In the example above from Wikipedia, you see one Fact table in the center, with three
Dimension tables arranged
in a star around it. That is the basic system.
- Facts - objective
numeric values about some entity. In the example above, you see four
values that apply to sales in our company.
- Dimensions - These
are items in other tables that the elements in the fact table relate
to. We ask questions like "are the sales higher or lower on specific
days at specific stores for any kind of product?"
- Attributes - As you
can see in the example, a dimension table has attributes that may be of
importance in making decisions about our company.
- Attribute hierarchies
- The truth to be gained from the data iis likely to be found in
combinations of the attributes across the dimensions. In each
dimension, we expect to find what we see in the example above, an
hierarchy of data that goes from the general to the specific in that
dimension. The illustration on page 615 shows the idea of considering
specific combinations of attributes in each dimension. Moving up and
down the hierarchies can lead us to new information we can use to make
choices about what to do next.
- What is not obvious from the example is that the Facts table will be very large,
containing all the numeric data from all the Dimension table
comparisons, in all their logical combinations. This is accomplished by
making the primary key of the Facts table a composite of all the
primary keys from the Dimension tables.
The more stars (Dimension tables) you have around
the Fact table, the more combinations
of attributes this creates in the Facts table. The text illustrates an
example with three Dimension tables and only three attributes to care
about in each one. That is not realistic. Real star schemas will have
many potential stars and lots of attributes in each of them, leading to
multidimensional geometry. Take a look at the increasingly complex
geometry on this page in Wikipedia. It is a lot more
digestible than most of the material I found in a quick search for a
lesson on multidimensional geometries. (You can click the image on the
right instead of the link. You go to the same page.)
The text offers some advice for improving performance in star
schemas:
- Normalize your
dimensional tables.
- Denormalize your
fact tables. They are result tables, so normalizing them is not
practical.
- Create more fact tables to represent different
aggregations. This means new schemas.
- Partition and replicate tables. They get big
enough to want to do this.
For further reference, take a look at this Microsoft
article that describes star schemas and snowflake schemas.
Online Analytical Processing (OLAP)
On page 621, we start a new topic that covers a concept
mentioned earlier: Online Analytical Processing (OLAP). We are told
that it concerns three main ideas, which continue to relate to the
material above.
Multidimensional data
analysis - Having led us into multiple Dimensions, the text
offers hope that we can analyze the data held in them. Users of the
database will have different interests, causing them to want different
views of the data available. The data are more meaningful when
presented in different ways, when combined from different dimensions in
different aggregations, and when viewed through PKIs that interest the
user requesting the data.
- Advanced database support
- OLAP tools need to access data from diifferent kinds (disparate)

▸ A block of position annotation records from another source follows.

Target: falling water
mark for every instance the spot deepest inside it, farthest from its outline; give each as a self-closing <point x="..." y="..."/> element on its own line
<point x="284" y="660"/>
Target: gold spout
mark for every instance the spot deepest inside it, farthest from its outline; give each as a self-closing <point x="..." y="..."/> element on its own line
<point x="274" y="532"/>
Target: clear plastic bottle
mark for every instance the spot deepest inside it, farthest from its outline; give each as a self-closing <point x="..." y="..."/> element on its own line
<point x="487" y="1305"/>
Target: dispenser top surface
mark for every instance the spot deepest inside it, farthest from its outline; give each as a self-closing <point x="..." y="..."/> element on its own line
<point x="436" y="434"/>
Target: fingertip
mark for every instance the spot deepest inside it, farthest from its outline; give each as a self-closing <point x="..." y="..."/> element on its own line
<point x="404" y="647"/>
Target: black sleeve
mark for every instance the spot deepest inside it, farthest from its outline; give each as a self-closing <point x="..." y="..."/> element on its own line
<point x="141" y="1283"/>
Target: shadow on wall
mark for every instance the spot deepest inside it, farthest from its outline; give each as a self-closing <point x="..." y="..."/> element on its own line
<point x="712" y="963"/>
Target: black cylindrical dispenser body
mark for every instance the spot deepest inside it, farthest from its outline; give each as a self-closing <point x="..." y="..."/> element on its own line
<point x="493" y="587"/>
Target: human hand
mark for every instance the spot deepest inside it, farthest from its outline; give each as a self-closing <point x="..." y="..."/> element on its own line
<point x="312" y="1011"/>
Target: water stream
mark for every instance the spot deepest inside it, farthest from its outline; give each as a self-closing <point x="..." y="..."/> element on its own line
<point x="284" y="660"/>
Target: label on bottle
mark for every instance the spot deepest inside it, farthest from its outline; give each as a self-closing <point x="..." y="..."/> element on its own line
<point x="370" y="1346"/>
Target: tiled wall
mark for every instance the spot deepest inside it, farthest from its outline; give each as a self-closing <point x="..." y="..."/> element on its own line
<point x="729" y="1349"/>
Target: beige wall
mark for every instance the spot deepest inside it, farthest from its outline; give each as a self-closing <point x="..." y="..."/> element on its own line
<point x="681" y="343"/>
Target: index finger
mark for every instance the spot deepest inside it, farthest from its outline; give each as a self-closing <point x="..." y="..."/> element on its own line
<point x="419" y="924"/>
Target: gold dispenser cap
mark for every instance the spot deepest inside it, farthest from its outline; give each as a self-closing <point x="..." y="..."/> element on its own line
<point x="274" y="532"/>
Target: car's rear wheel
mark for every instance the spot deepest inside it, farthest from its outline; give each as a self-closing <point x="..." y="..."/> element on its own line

systems. A useful feature mentioned in the text is the ability to query
the system in business terms, what developers have typically called
using "natural language". Well, it is natural to the speaker of that
language. The idea is that the user can request data in terms the user
knows that have been defined in the database as parameters it can
actually use.
- Easy-to-use
end-user interfaces - We always have to simplify reality for the
users. It is often best if they do not know how the database actually
functions. You may wish you were insulated from it as well, at this
point.
The text goes on to describe the intensive processing that
OLAP requires. This is not directly related to the material you are
expected to absorb from the chapter, so let's stop the presentation of
new material here.
|